Say, I have two table A and B.

That A has one column:
A_primary_col
...and keys:
PRIMARY KEY (A_primary_col)

That B has two columns:
B_primary_col, A_reference
...and keys:
PRIMARY KEY (b_primary_col)
FOREIGN KEY (A_reference) REFERENCES A(A_primary_col) ON DELETE CASCADE

Now I inserted the following records into
into A:
1
2
3

into B:
A,1
B,2
C,3

Now I delete all records from A:
DELETE FROM A;
so that both table is empty now.

Now when I try to insert the following:
into A:
4

Then when I try to insert the following into B:
A,4

Expected Behavior:
it will insert with no problem

Actual Behavior:
it will say
duplicate key value violates unique constraint "B_primary_column_pkey".

Workaround:
Analyze the table B.

I believe that's a bug that the primary key index is not updated
accordingly?

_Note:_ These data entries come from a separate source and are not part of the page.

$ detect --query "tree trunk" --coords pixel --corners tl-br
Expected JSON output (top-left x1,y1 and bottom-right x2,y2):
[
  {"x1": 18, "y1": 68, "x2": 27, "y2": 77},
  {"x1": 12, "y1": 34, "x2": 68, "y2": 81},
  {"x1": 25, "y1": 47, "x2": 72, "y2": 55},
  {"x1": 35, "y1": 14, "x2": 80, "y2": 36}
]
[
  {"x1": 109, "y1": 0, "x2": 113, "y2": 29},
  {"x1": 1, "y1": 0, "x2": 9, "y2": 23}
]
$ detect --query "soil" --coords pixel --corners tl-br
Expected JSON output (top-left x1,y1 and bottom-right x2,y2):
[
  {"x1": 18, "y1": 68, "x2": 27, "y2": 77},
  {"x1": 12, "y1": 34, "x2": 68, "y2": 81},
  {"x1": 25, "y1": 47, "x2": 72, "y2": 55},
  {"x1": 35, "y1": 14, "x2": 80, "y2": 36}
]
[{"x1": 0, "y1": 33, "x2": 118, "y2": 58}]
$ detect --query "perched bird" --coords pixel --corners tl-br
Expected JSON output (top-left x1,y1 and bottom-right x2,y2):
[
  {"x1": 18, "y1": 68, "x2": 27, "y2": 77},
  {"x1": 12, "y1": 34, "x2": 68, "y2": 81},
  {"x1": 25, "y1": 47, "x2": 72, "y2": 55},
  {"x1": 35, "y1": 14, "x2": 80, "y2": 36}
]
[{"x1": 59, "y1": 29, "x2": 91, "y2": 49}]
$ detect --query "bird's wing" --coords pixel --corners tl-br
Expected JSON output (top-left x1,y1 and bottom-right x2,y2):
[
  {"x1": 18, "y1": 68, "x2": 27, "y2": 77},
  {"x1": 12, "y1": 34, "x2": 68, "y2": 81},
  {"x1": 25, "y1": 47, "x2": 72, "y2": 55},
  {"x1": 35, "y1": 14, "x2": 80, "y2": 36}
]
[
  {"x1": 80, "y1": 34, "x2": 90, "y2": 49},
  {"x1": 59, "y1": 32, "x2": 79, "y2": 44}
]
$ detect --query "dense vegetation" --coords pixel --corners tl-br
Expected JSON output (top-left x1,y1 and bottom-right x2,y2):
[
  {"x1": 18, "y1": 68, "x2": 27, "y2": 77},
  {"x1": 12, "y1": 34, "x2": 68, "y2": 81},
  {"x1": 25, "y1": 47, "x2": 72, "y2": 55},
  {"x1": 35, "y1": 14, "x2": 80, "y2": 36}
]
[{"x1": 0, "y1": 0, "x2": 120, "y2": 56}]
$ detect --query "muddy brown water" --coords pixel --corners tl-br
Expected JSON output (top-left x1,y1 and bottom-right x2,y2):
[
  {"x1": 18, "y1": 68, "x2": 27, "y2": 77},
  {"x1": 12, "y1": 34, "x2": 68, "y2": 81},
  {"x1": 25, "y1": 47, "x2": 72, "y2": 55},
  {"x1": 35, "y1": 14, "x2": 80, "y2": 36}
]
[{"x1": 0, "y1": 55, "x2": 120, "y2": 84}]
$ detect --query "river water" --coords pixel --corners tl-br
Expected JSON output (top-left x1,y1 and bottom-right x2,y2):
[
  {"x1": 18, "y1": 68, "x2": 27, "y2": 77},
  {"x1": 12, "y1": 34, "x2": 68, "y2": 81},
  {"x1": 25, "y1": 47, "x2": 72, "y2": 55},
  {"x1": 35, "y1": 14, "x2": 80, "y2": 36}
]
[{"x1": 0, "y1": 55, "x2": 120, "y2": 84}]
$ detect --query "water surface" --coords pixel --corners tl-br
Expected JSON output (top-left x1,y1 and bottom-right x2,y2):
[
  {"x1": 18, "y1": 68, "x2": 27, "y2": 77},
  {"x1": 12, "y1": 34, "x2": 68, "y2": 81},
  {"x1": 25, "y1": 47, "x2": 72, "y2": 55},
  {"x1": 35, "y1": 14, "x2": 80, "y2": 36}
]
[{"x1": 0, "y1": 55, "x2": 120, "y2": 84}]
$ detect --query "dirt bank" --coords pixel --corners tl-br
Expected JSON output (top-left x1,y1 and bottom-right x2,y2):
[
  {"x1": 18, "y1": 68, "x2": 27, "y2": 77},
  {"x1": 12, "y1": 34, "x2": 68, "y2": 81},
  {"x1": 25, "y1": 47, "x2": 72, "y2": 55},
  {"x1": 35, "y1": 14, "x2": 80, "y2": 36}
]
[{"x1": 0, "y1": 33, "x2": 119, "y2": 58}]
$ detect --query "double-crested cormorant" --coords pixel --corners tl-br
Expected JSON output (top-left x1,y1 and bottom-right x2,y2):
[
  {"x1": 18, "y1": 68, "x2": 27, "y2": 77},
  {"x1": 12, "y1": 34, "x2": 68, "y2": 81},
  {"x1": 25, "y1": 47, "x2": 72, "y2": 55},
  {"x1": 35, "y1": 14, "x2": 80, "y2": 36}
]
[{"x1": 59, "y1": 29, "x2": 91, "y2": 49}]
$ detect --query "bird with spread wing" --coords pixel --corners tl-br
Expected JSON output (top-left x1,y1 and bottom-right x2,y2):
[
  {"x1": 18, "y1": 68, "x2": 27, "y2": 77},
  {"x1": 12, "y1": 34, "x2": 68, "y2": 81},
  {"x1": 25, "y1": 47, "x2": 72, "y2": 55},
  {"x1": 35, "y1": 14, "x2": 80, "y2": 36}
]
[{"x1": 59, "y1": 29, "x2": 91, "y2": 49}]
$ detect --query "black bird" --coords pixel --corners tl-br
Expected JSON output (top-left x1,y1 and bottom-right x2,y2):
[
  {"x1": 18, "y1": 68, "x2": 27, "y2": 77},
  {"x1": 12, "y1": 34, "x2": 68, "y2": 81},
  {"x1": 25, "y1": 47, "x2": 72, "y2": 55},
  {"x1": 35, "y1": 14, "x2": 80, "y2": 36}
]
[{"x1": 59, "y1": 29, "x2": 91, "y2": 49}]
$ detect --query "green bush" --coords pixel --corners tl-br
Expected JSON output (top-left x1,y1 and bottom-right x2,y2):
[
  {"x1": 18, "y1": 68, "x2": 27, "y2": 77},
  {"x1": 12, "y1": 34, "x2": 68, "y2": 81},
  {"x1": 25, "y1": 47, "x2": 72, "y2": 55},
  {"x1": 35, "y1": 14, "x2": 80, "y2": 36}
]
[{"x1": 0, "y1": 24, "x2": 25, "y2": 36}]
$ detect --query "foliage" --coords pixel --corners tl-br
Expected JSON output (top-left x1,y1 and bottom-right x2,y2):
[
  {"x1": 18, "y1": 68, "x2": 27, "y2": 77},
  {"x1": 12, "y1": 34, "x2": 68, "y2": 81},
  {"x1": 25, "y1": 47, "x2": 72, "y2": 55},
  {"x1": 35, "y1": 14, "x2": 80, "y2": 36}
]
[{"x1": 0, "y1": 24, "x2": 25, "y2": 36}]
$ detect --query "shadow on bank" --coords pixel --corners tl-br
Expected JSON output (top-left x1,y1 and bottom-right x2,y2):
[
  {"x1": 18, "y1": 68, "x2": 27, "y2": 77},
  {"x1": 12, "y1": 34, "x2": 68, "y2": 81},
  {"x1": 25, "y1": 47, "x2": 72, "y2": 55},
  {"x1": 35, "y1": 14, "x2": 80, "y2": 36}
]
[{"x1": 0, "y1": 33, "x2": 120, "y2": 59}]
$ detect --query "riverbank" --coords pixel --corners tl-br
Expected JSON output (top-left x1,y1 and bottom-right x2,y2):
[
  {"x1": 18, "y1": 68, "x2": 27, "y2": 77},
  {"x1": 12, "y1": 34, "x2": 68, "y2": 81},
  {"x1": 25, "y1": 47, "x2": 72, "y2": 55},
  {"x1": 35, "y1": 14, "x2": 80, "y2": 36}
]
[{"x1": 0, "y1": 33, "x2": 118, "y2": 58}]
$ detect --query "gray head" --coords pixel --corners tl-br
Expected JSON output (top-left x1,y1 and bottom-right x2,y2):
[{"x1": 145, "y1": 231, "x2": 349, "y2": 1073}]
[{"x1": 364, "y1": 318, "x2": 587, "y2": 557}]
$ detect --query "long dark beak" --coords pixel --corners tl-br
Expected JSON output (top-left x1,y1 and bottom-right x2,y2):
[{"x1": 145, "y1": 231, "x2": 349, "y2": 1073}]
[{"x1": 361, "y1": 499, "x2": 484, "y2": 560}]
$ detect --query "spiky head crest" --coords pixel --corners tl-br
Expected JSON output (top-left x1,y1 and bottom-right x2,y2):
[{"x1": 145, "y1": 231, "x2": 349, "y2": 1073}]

Thanks.

#2Tom Lane
tgl@sss.pgh.pa.us
In reply to: Sam Wong (#1)
Re: BUG #4327: Primary key not refresh after cascaded deleted

"Sam Wong" <sam@hellosam.net> writes:

Then when I try to insert the following into B:
A,4
it will say
duplicate key value violates unique constraint "B_primary_column_pkey".

Works for me:

regression=# create table a (A_primary_col int primary key);
NOTICE: CREATE TABLE / PRIMARY KEY will create implicit index "a_pkey" for table "a"
CREATE TABLE
regression=# insert into a values (1),(2),(3);
INSERT 0 3
regression=# create table b (B_primary_col text primary key, a_reference int references a on delete cascade);
NOTICE: CREATE TABLE / PRIMARY KEY will create implicit index "b_pkey" for table "b"
CREATE TABLE
regression=# insert into b values('A',1),('B',2),('C',3);
INSERT 0 3
regression=# DELETE FROM A;
DELETE 3
regression=# select * from a;
a_primary_col
---------------
(0 rows)

regression=# select * from b;
b_primary_col | a_reference
---------------+-------------
(0 rows)

regression=# insert into a values (4);
INSERT 0 1
regression=# insert into b values('A',4);
INSERT 0 1

I suspect a mistake on your part. If you can actually reproduce this
problem, please show an exact test case, not hand-waving.